By Ryan Gould
A woman whose alcoholism saw her jailed for sending malicious tweets has offered to help Durham students stay safe while drinking.
Once a ‘Twitter troll’, Isabella Sorley was jailed for 12 weeks in 2013 after sending offensive tweets to feminist campaigner Caroline Criado-Perez while drunk.
Sorely, who has been alcohol-free for six months, wants to use her past experiences to encourage Durham students to reflect on their relationship with alcohol.
Sorley, a 24-year-old from Newcastle, founded the not-for-profit social enterprise, ‘Rethink Drink’, with help from the Prince’s Trust. She is hoping to use the initiative to tackle youth binge drinking.
“We believe that education and awareness is key in preventing binge drinkers developing problematic alcohol issues,” Isabella told Palatinate.
“As a result of creative interventions and hard-hitting, real-life workshops, young people will become more aware of their drinking habits, and will become ambassadors for healthy, enjoyable drinking lifestyles.”
Sorley said that Rethink Drink’s workshops are based on her own personal experiences with binge drinking. “My drinking started at university. I wasn’t really a drinker [before starting university], yet I wasn’t some sort of nun who didn’t drink at all.”
“Engulfed in the culture of Freshers’ Week, I went out on a daily basis to drink to excess” Isabella told Palatinate, also making reference to the idea that the only way to make friends upon arriving at university was to become immersed in the student drinking culture, and “drunkenly become best friends.”
Aside from missing several lectures, the only consequences of Isabella’s actions were “trips to A&E and massive hangovers.”
Sorley explained how her alcoholism reached its worst point in her third year, when she was sometimes arrested three times per week.
“I got on first name terms with the city centre Police Officers.
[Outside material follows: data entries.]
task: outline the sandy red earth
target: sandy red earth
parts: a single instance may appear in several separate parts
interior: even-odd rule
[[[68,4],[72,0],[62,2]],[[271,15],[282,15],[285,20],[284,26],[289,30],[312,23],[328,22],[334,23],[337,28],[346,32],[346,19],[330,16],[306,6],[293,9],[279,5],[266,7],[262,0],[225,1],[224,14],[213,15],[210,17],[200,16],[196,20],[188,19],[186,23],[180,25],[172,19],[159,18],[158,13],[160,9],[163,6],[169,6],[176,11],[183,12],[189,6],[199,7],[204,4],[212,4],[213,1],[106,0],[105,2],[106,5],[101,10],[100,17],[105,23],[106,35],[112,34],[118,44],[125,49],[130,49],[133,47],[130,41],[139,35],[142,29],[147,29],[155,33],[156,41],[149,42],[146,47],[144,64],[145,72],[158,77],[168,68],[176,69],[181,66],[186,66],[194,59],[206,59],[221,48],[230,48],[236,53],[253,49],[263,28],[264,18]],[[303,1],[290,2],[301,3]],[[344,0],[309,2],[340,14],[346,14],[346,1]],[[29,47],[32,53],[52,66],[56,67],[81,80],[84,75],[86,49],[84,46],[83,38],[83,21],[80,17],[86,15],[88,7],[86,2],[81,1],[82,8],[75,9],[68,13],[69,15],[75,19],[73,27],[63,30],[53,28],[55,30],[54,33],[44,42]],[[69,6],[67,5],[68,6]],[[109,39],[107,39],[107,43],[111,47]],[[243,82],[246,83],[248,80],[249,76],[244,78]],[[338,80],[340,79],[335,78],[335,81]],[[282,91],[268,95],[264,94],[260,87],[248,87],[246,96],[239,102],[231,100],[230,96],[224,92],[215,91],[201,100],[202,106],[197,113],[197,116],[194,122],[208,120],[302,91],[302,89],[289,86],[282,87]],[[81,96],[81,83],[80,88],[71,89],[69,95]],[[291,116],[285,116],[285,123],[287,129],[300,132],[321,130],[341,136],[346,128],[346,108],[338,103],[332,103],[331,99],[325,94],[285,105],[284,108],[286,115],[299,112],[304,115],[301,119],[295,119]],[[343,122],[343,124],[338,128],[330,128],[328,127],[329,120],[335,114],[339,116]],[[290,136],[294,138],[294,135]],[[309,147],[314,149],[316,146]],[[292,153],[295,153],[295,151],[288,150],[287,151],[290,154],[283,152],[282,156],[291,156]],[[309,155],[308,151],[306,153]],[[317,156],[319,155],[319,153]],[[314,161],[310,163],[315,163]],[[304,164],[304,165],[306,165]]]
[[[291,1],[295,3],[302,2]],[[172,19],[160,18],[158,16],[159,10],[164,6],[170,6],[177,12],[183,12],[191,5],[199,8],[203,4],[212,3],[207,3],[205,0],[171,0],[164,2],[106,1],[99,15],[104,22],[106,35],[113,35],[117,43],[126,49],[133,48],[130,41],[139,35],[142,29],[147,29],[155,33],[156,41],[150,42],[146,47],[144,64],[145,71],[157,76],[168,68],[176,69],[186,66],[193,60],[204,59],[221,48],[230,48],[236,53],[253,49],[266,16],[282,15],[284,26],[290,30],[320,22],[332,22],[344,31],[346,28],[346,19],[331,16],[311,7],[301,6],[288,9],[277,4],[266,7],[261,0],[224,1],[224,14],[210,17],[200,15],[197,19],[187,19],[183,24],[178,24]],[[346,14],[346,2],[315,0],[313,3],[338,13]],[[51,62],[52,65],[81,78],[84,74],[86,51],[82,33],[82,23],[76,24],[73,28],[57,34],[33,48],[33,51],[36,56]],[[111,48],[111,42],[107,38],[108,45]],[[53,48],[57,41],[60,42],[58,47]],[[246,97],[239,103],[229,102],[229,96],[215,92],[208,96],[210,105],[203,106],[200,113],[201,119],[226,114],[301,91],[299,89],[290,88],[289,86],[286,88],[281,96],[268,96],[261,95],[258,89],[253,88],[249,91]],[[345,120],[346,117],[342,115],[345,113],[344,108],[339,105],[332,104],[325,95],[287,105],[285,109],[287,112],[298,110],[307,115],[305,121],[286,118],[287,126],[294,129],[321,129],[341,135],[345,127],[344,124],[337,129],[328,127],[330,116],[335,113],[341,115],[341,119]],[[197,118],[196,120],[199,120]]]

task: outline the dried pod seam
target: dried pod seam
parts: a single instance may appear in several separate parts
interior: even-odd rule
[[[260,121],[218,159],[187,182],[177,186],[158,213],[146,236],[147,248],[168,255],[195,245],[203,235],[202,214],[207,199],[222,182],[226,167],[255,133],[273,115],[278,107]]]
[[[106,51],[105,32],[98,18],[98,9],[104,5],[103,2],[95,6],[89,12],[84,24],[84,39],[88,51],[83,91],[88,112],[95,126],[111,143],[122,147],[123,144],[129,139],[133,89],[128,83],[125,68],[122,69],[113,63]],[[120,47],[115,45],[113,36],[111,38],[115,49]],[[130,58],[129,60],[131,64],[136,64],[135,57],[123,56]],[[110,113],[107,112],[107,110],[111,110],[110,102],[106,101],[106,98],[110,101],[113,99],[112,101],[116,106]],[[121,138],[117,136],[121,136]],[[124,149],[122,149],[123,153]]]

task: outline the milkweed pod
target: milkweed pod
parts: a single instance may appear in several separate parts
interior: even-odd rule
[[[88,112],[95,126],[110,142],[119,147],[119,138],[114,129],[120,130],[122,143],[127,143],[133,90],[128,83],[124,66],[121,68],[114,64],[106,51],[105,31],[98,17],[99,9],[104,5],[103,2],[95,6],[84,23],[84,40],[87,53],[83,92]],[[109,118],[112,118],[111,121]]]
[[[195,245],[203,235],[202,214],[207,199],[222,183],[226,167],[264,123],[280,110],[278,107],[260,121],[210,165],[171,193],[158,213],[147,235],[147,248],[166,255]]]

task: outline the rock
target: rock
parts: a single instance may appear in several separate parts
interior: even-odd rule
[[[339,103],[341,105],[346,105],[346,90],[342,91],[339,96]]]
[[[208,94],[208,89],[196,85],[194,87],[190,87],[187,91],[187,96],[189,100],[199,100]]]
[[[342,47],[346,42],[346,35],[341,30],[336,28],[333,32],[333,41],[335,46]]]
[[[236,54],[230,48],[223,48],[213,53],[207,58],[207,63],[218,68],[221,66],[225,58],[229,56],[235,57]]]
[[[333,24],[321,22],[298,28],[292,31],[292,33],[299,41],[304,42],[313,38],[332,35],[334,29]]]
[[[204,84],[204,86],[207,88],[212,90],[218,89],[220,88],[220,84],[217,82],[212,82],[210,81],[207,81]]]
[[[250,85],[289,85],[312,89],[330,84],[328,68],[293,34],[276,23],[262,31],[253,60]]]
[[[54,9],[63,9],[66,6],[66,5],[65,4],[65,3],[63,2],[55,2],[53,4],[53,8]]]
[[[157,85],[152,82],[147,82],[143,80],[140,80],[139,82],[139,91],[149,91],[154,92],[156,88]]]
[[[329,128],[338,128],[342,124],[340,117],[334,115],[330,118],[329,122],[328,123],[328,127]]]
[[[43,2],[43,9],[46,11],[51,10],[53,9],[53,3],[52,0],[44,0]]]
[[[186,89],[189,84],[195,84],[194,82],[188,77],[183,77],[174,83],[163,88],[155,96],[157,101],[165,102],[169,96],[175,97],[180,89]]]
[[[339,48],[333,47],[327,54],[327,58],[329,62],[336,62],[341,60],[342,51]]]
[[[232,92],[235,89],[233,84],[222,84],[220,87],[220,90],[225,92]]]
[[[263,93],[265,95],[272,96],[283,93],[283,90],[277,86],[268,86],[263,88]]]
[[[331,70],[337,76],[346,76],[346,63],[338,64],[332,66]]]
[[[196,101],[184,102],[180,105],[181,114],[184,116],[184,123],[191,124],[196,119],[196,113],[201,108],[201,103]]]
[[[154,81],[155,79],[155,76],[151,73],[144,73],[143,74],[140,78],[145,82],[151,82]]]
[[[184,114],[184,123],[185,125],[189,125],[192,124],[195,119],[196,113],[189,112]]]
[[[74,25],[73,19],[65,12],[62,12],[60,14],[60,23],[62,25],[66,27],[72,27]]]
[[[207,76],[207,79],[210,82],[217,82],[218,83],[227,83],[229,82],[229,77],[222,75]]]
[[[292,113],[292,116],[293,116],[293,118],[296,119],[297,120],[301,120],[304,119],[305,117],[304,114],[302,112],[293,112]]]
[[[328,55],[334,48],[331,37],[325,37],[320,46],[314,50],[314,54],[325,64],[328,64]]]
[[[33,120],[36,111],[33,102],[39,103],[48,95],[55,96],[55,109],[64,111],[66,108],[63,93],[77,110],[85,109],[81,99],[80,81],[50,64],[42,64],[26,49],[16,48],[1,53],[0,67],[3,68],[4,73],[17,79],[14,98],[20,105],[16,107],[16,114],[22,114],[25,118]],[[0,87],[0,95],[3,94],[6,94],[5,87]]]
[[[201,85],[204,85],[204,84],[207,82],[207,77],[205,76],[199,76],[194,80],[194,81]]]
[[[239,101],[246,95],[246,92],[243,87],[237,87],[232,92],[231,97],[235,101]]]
Looking back now, although I was being arrested, it had no implication on my life.
“I was banned from the city centre pubs, and that did have implications on my social life, so I drank at home.”
At the height of her addiction, Sorley assaulted a police officer six times, but still managed to graduate from Leeds University with a 2:1 in 2012.
Following her graduation, Isabella tried to stay in Leeds, but said that being banned from the city centre ruined her social life, prompting her to move back to Newcastle.
Even following her release from prison, Sorley failed to recognise her addiction, saying: “I wish I’d got help earlier. Actually, I wish I’d acknowledged I had an addiction earlier.”
“Inevitably, I reoffended and ended up back in prison. I wish I’d listened to my friends and family.”
Making reference to the new measures being introduced to ensure the safety of Durham students during evenings out, Sorley claimed that punishing for students for their drunken behaviour is the wrong solution.
“Speaking from personal experience, the reason I never sorted out my drinking earlier was because I kept on getting away with it. Just a fine, and even then the court told me I only had to pay £5 per week, which is nothing.”
Sorley thinks punishing students on evenings out is a “quick fix,” which fails to address long-term issues.
“Addressing the real problem will only come from raising awareness and educating those involved, which is what Rethink Drink is all about”.